2. In Clavis Calendaria, by John Brady (2 vols. 8vo. 1815), I find, vol. i. p. 378., "Other authorities contend," he does not say who those authorities are, "that the original name of this season of the year was Wittentide; or the time of choosing the wits, or wise men, to the Wittenagemote."
Now this last, though evidently an etymology inadequate to the importance of the festival, appears to me to furnish the right clue. The day of Pentecost was the day of the outpouring of the Divine Wisdom and Knowledge on the Apostles; the day on which was given to them that HOLY SPIRIT, by which was "revealed" to them "The wisdom of God … even the hidden wisdom, which GOD ordained before the world." 1 Cor. ii. 7.1 It was the day on which was fulfilled the promise made to them by CHRIST that "The Comforter, which is the HOLY GHOST, whom the Father will send in my name, he shall teach you all things, and bring all things to your remembrance, whatsoever I have said unto you." John, xiv. 26. When "He, the Spirit of Truth, came, who should guide them into all truth." John xvi. 13. And the consequence of this "unction from the Holy One" was, that they "knew all things," and "needed not that any man should teach them." 1 John, ii. 20. 27.
Whit-sonday was, therefore, the day on which the Apostles were endued by God with wisdom and knowledge: and my Query is, whether the root of the word may not be found in the Anglo-Saxon verb,—
Witan, to know, understand (whence our wit, in its old meaning of good sense, or cleverness and the expression "having one's wits about one," &c.); or else, perhaps, from—
Wisian, to instruct, show, inform; (Ger. weisen).

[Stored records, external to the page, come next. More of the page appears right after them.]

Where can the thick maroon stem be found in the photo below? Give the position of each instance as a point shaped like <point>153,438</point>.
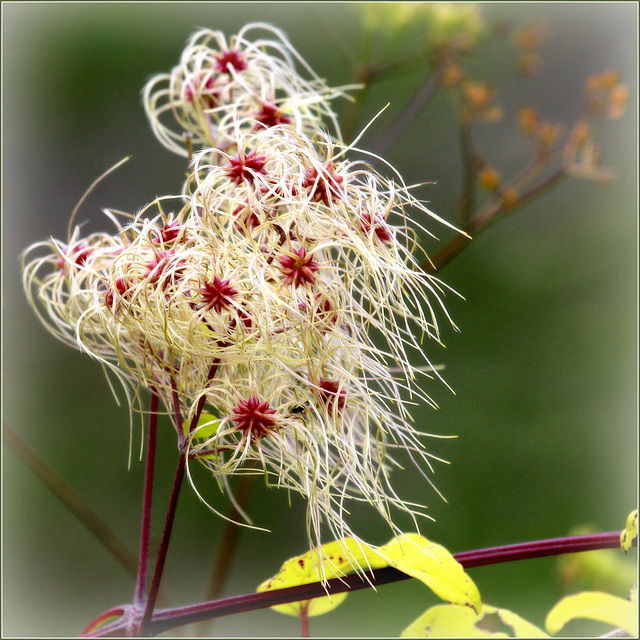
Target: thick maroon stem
<point>164,546</point>
<point>143,559</point>
<point>170,618</point>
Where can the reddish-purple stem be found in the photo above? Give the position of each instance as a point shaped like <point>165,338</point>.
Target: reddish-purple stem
<point>145,529</point>
<point>173,499</point>
<point>164,545</point>
<point>165,619</point>
<point>304,620</point>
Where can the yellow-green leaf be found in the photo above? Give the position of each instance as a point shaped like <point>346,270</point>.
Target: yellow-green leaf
<point>452,621</point>
<point>521,628</point>
<point>432,564</point>
<point>594,605</point>
<point>630,532</point>
<point>448,621</point>
<point>332,560</point>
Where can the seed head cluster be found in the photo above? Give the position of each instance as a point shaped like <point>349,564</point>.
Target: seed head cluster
<point>280,290</point>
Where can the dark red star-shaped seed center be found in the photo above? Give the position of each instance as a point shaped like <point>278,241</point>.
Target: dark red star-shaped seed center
<point>217,294</point>
<point>255,418</point>
<point>298,268</point>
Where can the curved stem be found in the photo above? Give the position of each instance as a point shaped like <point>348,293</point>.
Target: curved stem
<point>169,618</point>
<point>71,500</point>
<point>164,545</point>
<point>143,558</point>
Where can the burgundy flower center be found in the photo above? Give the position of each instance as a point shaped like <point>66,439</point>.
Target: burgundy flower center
<point>230,58</point>
<point>217,294</point>
<point>298,268</point>
<point>246,167</point>
<point>122,289</point>
<point>323,184</point>
<point>254,418</point>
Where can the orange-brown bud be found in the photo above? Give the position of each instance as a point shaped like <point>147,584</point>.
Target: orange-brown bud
<point>548,132</point>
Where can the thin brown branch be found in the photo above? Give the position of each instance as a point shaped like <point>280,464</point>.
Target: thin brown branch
<point>71,500</point>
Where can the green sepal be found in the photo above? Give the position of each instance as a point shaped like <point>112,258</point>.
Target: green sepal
<point>630,532</point>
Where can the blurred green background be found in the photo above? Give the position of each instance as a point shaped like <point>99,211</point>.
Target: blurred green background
<point>544,368</point>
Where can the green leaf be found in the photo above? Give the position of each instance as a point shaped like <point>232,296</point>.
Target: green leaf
<point>630,532</point>
<point>451,621</point>
<point>207,425</point>
<point>337,558</point>
<point>594,605</point>
<point>432,564</point>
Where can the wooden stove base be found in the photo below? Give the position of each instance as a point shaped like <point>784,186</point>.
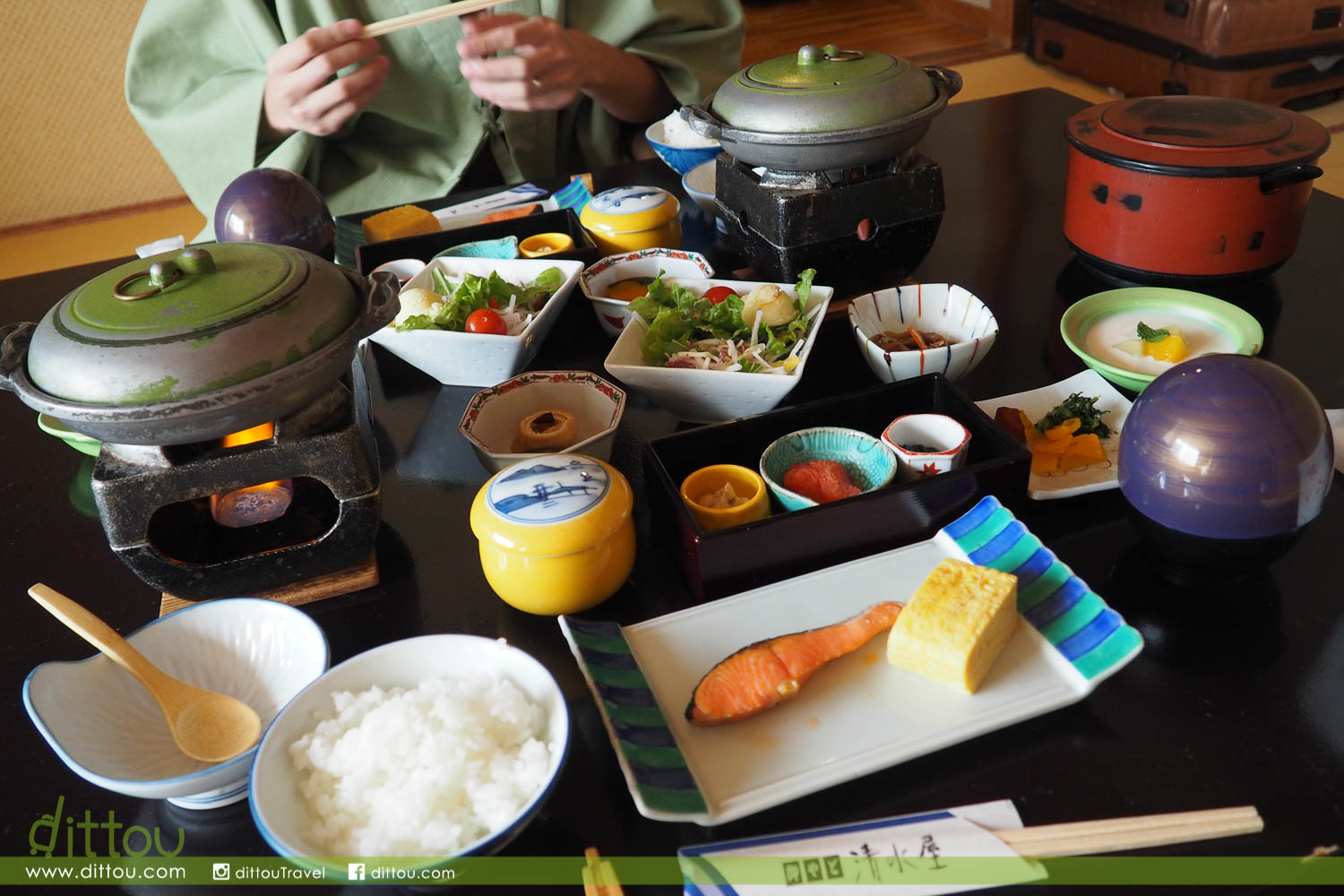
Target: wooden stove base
<point>363,575</point>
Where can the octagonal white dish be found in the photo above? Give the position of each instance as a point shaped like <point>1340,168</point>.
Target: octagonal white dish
<point>108,729</point>
<point>711,397</point>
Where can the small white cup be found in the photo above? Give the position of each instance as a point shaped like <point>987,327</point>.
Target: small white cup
<point>926,445</point>
<point>402,268</point>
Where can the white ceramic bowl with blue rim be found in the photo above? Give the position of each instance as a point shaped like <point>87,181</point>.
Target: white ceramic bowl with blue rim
<point>870,462</point>
<point>492,417</point>
<point>280,810</point>
<point>108,729</point>
<point>679,159</point>
<point>612,314</point>
<point>943,308</point>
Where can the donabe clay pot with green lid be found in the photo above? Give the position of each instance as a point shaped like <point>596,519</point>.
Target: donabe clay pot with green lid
<point>194,344</point>
<point>824,108</point>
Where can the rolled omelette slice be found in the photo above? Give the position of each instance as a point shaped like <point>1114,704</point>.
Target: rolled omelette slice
<point>956,625</point>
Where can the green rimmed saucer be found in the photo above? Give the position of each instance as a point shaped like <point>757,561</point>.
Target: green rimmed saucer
<point>1228,320</point>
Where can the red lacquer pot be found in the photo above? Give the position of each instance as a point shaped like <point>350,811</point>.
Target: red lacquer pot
<point>1164,188</point>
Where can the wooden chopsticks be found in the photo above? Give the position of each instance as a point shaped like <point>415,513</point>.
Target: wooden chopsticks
<point>1134,831</point>
<point>599,876</point>
<point>411,19</point>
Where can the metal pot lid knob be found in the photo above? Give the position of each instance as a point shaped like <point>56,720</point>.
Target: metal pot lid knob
<point>190,323</point>
<point>811,54</point>
<point>823,89</point>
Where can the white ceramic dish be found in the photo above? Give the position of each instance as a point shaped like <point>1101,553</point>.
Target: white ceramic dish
<point>613,314</point>
<point>401,268</point>
<point>492,416</point>
<point>105,726</point>
<point>711,397</point>
<point>943,308</point>
<point>1094,477</point>
<point>478,359</point>
<point>698,185</point>
<point>857,713</point>
<point>279,809</point>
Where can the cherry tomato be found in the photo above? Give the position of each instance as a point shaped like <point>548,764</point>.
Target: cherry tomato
<point>718,293</point>
<point>486,322</point>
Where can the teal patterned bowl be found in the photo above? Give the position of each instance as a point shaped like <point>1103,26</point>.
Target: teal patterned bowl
<point>866,458</point>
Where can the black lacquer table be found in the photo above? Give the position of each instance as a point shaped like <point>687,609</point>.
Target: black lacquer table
<point>1238,696</point>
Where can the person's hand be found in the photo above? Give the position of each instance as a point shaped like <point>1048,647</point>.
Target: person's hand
<point>543,73</point>
<point>303,91</point>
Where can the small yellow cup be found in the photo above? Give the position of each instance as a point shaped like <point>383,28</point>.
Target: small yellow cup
<point>746,482</point>
<point>542,245</point>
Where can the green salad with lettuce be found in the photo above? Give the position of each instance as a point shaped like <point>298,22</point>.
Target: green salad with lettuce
<point>515,304</point>
<point>761,332</point>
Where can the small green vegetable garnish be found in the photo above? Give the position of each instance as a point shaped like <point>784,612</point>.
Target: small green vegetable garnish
<point>1150,335</point>
<point>1081,408</point>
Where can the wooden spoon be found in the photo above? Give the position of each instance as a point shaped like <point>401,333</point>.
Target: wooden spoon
<point>207,726</point>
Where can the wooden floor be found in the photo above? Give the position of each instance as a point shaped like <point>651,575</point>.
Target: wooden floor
<point>779,27</point>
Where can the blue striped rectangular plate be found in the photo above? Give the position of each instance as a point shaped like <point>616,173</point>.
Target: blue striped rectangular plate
<point>857,713</point>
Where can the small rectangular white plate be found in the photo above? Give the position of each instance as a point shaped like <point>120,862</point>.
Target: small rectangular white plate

Not being an Anglo-Saxon scholar, I am unable of myself to trace the formation of the word witson from either of these roots: and I should feel greatly obliged to any of your correspondents who might be able and willing to inform me, whether that form is deduceable from either of the above verbs; and if so, what sense it would bear in our present language. I am convinced, that wisdom day, or teaching day, would afford a very far better reason for the name now applied to Pentecost, than any of the reasons commonly given. I should observe, that I think it incorrect to say Whit-Sunday. It should be Whitsun (Witesone) Day. If it is Whit Sunday, why do we say Easter Day, and not Easter Sunday? Why do we say Whitsun-Tide? Why does our Prayer Book say Monday and Tuesday in Whitsun-week (just as before, Monday and Tuesday in Easter-week)? And why do the lower classes, whose "vulgarisms" are, in nine cases out of ten, more correct than our refinements, still talk about Whitsun Monday and Whitsun Tuesday, where the more polite say, Whit Monday and Tuesday?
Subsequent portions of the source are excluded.